Thursday, July 15, 2010

Mizzing Piece "Test Part" puzzle

The SD300 has a built-in capability to build an functional Test Part using a minimum of consumables (less than $3 of total materials) which can be folded and snapped together into a neat little pyramid. Most users probably accumulate plenty of these parts from testing the printer after cleaning, servicing, and routine operations.

I've watched friends and guests toying with these little pyramids. Often, they try to stack them to form a larger pyramid, but it just doesn't work.

It occurred to me to design a simple part that can be combined with the test parts to build a larger pyramid, like the one pictured below. It's sort of like a "missing piece" for the larger pyramid.

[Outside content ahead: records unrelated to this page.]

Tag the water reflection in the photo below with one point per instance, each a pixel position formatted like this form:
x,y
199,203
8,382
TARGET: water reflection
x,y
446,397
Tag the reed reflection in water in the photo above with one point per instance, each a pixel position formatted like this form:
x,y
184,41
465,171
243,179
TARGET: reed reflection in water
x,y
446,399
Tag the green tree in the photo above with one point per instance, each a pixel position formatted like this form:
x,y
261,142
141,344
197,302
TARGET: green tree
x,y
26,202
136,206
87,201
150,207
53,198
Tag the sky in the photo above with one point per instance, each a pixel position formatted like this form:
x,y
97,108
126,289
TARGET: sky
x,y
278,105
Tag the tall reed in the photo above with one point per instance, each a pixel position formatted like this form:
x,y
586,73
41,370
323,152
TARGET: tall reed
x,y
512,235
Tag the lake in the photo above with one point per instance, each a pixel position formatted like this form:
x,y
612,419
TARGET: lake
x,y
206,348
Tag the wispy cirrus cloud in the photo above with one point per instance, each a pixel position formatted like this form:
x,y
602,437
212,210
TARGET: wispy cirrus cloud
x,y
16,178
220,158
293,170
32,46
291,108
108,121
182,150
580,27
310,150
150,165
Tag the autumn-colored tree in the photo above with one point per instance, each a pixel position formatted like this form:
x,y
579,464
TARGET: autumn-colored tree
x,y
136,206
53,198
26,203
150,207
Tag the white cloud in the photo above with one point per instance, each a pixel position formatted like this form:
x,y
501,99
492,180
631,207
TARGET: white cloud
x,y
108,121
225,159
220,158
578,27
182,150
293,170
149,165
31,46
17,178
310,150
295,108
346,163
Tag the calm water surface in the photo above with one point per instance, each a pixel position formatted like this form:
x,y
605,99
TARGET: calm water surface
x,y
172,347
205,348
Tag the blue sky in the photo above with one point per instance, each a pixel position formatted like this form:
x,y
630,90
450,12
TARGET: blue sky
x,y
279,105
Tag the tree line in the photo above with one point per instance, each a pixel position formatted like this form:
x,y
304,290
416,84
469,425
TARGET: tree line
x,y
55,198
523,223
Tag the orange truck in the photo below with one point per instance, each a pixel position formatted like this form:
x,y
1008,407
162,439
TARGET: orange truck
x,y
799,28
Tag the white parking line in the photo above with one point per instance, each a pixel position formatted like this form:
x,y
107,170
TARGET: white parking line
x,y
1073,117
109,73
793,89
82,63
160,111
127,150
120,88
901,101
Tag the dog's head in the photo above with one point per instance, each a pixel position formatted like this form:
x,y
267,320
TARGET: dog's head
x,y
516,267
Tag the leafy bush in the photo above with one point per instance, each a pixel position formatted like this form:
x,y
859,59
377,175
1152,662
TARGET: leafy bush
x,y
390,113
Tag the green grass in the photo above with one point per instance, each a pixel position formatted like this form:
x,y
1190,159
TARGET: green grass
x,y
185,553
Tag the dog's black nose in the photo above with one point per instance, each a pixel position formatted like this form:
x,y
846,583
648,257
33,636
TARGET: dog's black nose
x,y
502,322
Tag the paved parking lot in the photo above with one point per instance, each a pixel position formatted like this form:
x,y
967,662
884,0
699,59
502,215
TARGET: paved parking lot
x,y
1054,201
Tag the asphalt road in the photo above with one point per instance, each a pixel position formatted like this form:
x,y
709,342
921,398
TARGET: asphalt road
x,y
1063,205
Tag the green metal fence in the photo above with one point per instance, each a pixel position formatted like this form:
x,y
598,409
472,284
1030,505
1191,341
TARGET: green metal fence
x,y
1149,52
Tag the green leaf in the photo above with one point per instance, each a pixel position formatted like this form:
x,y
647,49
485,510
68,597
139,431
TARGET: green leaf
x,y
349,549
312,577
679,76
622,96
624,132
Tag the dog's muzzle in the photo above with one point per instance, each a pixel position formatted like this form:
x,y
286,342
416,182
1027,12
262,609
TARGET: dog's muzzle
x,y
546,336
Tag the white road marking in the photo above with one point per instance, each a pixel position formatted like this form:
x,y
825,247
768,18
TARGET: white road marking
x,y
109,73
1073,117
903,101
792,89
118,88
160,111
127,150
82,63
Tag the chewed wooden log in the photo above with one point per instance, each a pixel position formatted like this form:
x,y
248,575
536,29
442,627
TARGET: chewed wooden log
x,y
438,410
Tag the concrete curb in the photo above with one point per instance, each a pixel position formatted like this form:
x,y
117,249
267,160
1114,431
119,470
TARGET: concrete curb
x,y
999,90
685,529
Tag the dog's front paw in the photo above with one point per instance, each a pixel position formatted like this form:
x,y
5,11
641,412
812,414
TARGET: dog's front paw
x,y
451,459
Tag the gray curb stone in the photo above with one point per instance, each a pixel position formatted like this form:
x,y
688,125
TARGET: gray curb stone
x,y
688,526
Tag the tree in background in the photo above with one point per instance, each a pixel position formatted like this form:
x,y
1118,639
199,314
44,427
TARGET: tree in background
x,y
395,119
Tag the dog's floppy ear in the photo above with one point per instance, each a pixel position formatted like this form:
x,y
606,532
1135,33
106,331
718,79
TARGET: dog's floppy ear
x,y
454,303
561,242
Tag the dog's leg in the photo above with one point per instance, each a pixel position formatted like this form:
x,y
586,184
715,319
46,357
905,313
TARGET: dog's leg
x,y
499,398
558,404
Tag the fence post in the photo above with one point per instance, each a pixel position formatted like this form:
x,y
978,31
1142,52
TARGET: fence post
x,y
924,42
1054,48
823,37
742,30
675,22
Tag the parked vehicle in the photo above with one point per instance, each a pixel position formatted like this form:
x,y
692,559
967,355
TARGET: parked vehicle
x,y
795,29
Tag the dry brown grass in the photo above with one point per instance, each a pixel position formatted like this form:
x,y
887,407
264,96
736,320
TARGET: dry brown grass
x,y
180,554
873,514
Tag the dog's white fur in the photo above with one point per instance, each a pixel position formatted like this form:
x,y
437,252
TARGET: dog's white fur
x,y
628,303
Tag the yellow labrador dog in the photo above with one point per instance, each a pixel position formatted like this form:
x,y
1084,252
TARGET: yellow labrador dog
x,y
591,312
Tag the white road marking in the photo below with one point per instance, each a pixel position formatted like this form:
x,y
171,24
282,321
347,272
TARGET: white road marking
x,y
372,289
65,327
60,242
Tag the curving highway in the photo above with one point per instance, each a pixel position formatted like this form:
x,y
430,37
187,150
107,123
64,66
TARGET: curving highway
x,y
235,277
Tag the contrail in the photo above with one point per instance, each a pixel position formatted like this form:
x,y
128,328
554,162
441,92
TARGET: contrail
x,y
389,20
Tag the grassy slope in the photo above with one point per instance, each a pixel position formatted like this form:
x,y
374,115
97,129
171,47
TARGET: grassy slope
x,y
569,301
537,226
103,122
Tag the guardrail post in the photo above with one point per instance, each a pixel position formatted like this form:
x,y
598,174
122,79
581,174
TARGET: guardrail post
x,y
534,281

In fact, my extra piece looks just like the standard test first glance. It's foldable sheet of four triangles, like the test part, but the edges are chamfered at different angles and there are other differences.

This shape forms very-narrow channels during printing, which has the disadvantage of leaving hair-thin strands of support material that must be peeled away. I've successfully cleared the waste material from every part I built so far, but it takes a bit more effort than usual!

I added a triangular hole to the new part to help distinguish it from the ordinary test parts. As shown here, it doesn't quite fold like the regular test part.

I soon found the hole was a convenient feature to help disassemble the parts, so I designed a version of the standard SD300 Test Part with a round hole to reach inside and pop it apart. A complete puzzle set consists of one Mizzing Piece part (triangular hole, at right) and five standard test parts or my equivalent (round holes, at left).

I posted the Mizzing Piece STL at Thingiverse


  1. There is another way to make larger pyramids without using a custom part:

    Instead of folding each piece, you can attach 3 together to form a larger pyramid. A forth triangle forms the bottom.

    You can keep doing this instead of using a bottom. The pyramid grows like Pascal's triangle on each side. Top layer is 3, next layer is 9 (3 per side), and so on. I currently am up to 3 complete layers with a forth in progress and a total of 28 test models so far.

  2. True enough, I probably should have mentioned the 4-piece pyramid just for the sake of clarity. Test parts can be assembled into a variety of shapes, especially if the user 'cheats' by folding some of them inside-out. (Try building the shapes illustrated at for example.)

    But of course my goal was to impose a different challenge; it's not merely how-to-build-a-pyramid, but how to employ all six pieces to do so. And because I was inspired by the 'stacking' behavior, I aimed to build multiple smaller shapes that could be stacked to form such a pyramid.

  3. Hi Scott !

    I wonder if you could build some of my puzzles since I haven't got my printer yet.

    YouTube inzane thingz

  4. Could you share these files (preferably STL format)? I'm just starting and I need a good test model for my SDview 3.00. Thanks!

  5. The files can be downloaded from Thingiverse at the link after the last picture.